All three said they left on good terms and referred to Lawrence P. Morris, the head of investment banking for Mesirow, as a friend and mentor whom they hold in high regard. They attributed their decisions to leave to the opportunities presented by the new positions.

"It was a great opportunity to be part of something new and exciting," said DeAngelis, who was recruited by Morris and Brown over to Mesirow seven years ago from Hutchinson, Shockey, Erley & Co., and focused on smaller municipal clients.

By heading up an office here for NatCity, which has a presence in several Midwestern markets but did not have one in Chicago, DeAngelis is able to broaden his client base to include major local players who were longtime clients of Morris and Brown.

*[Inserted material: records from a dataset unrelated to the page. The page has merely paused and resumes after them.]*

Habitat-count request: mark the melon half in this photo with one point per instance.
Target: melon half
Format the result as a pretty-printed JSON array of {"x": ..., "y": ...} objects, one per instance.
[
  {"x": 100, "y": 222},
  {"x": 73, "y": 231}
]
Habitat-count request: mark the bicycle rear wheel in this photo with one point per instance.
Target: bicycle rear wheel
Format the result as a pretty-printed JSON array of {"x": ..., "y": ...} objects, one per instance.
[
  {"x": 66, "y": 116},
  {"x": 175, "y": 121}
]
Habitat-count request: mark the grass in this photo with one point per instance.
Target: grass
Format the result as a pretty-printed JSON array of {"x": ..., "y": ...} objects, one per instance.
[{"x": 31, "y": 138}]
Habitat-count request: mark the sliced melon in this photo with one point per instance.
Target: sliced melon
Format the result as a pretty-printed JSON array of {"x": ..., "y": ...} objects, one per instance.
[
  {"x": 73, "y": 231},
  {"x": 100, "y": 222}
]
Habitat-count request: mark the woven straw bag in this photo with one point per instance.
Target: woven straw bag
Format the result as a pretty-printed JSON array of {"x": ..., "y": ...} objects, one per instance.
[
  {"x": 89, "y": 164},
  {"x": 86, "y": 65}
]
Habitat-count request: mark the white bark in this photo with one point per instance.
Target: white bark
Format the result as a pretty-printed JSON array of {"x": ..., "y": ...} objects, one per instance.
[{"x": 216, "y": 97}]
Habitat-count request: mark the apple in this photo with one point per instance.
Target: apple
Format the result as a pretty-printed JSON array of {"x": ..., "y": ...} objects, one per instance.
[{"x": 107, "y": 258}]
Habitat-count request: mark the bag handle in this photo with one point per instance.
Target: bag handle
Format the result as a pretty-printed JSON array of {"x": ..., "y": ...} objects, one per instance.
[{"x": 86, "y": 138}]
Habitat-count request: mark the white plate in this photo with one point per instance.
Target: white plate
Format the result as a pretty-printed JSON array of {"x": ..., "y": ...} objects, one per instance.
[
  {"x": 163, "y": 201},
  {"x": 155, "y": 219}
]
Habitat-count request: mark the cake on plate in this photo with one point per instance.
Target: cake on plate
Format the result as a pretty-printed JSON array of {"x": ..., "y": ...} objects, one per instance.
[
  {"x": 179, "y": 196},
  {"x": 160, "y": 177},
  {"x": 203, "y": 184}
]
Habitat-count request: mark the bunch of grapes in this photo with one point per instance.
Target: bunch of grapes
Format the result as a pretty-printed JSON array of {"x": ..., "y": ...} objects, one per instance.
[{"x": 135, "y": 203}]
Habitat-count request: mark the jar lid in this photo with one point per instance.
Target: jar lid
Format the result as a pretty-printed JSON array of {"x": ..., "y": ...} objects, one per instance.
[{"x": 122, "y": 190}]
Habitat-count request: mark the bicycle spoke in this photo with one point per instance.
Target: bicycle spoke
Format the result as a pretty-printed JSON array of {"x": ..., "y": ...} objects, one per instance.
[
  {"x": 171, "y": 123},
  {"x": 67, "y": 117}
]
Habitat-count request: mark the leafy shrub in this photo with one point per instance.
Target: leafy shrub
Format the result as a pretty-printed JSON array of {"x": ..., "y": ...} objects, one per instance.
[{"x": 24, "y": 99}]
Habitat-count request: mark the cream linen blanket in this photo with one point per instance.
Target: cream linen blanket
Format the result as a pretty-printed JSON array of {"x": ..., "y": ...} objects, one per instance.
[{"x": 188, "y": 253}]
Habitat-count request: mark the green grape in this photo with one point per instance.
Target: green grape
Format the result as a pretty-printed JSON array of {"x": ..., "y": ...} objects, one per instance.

Several market participants said the timing of the trio's departures was partially coincidental, and cited a range of reasons for their moves. They included issues over compensation, and a concern that the firm was less committed to its municipal business and more interested in pursuing other avenues such as asset management and corporate finance.

The three declined to comment on those subjects, but did acknowledge that Brown's exit during the summer of 1999 made the decision to move on a little easier. "I really enjoyed the people I worked with ... and if the department had remained intact maybe I wouldn't have had the confidence to strike out on my own," said Thiessen, who has worked on stadium deals on a national level for Mesirow.

Thiessen said the most important factor in his decision to start his own company was the chance to combine the real estate expertise he gained while working at Stein & Co., which was acquired by Mesirow several years ago, with his investment banking experience on municipal development projects. "I'm my own boss," he said in an interview last week.

Grant's comments largely echoed his former colleagues. "For a long time, I've wanted to get into financial planning for my clients," said Grant, whose specialty at Mesirow was putting together industrial revenue bond transactions for private companies. "I'll have some of the same clients, but where before I was working on their bond deals, now I'll be helping them with their insurance and 401(K) plans too."

And after Brown took Lehman up on the opportunity to work for a Wall Street firm, Grant said: "There were fewer reasons not to do it."

Brown was hired by Morris in 1994. The two, who had earlier worked together at what was First National Bank of Chicago, built at Mesirow what many local market players said was a strong team with a wide range of skills. They hired Grant, another First National Bank colleague, and DeAngelis. Thiessen signed on after Stein was acquired by Mesirow in 1997.

Neither Morris, nor Stephen Hoopes, who was hired to replace Brown as head of public finance, returned phone calls to comment. The departures leave just a small handful of bankers left in the Chicago office. Bankers also staff several other Mesirow offices elsewhere in the country.